THEORETICAL INVESTIGATION ON THE REACTION MECHANISM OF CuI-CATALYZED FORMATION OF ETHYL 2-PHENYLACETOACETATE
Abstract
The reaction mechanism of CuI-catalyzed formation of ethyl 2-phenylacetoacetate by arylation of ethyl acetoacetate has been investigated by density functional theory (DFT) using Becke's three-parameter nonlocal exchange functional and the Lee, Yang, and Parr nonlocal correlation functional (B3LYP). The geometries of the reactants, intermediates, transition states, and products have been optimized and verified by means of vibration frequency calculations. According to our assumption, this reaction can be divided into two stages. The rate-determining step is found to be the 3 → 4-TS procedure, which is the first procedure of stage 1. The low energy barrier of 39.85 kcal/mol indicates that this reaction can be carried out, which is in accordance with the experimental facts. For comparison, we have investigated the reaction mechanism of the same chemical reaction without CuI catalyst, whose energy barrier of rate-determining step is 212.76 kcal/mol higher than that with CuI catalyst.
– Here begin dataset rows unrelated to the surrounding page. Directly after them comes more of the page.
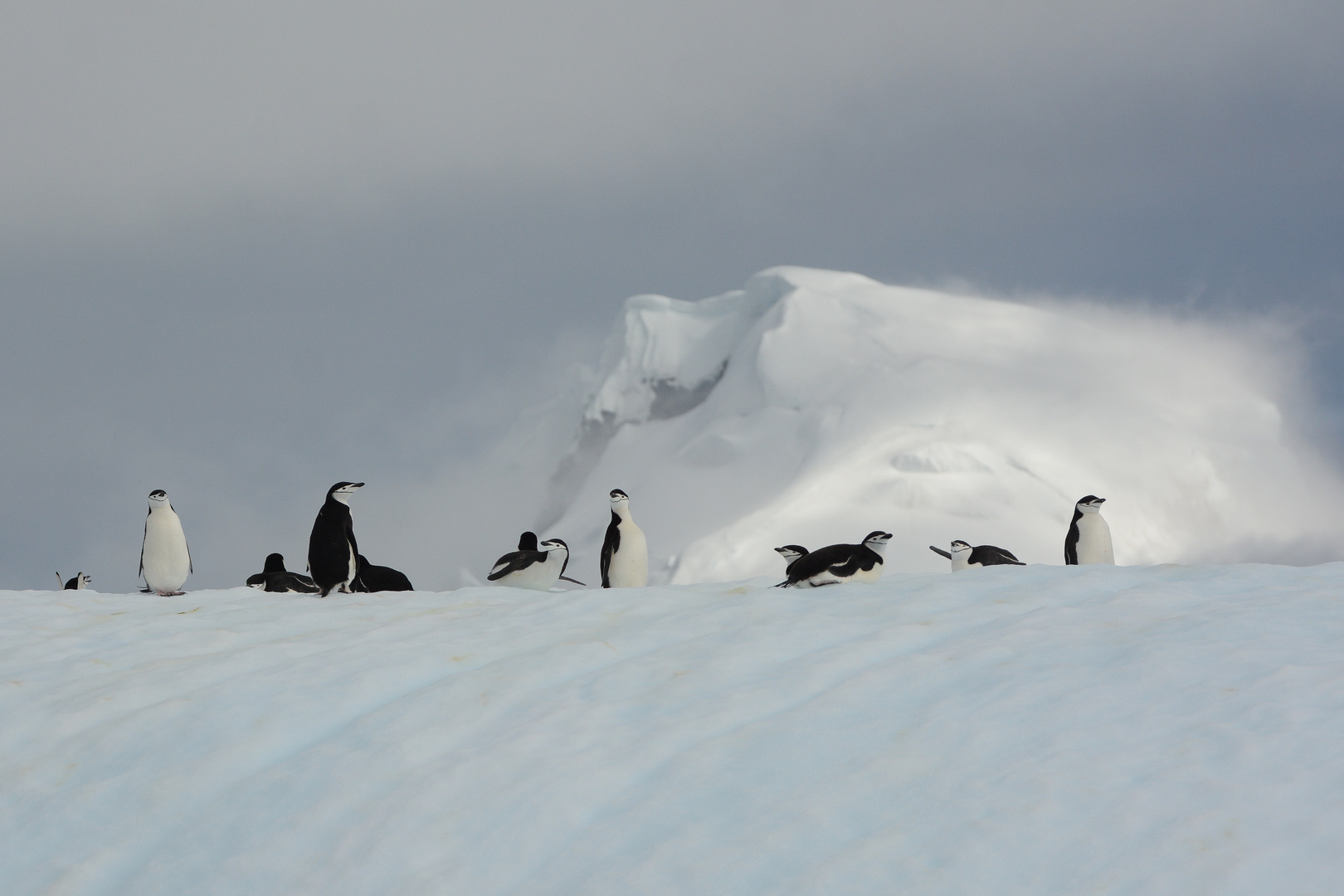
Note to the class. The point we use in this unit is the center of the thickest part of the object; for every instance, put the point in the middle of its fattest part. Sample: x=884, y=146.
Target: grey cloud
x=251, y=251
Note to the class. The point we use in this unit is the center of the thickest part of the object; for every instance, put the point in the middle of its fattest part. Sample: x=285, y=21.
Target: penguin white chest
x=539, y=577
x=1094, y=540
x=166, y=559
x=631, y=561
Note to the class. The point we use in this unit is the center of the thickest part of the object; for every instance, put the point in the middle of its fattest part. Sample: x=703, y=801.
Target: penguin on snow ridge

This fact suggests that CuI catalyst accelerates the reaction by remarkably lowering the energy barrier. The solvation effects on the barriers of the reaction are important. But the energetic order in DMSO solvent seems to be almost the same as that in gas-phase, which indicates that our conclusion achieved in gas-phase is believable. Our findings reveal the microscopic catalytic mechanism of CuI and are in agreement with the experimental facts.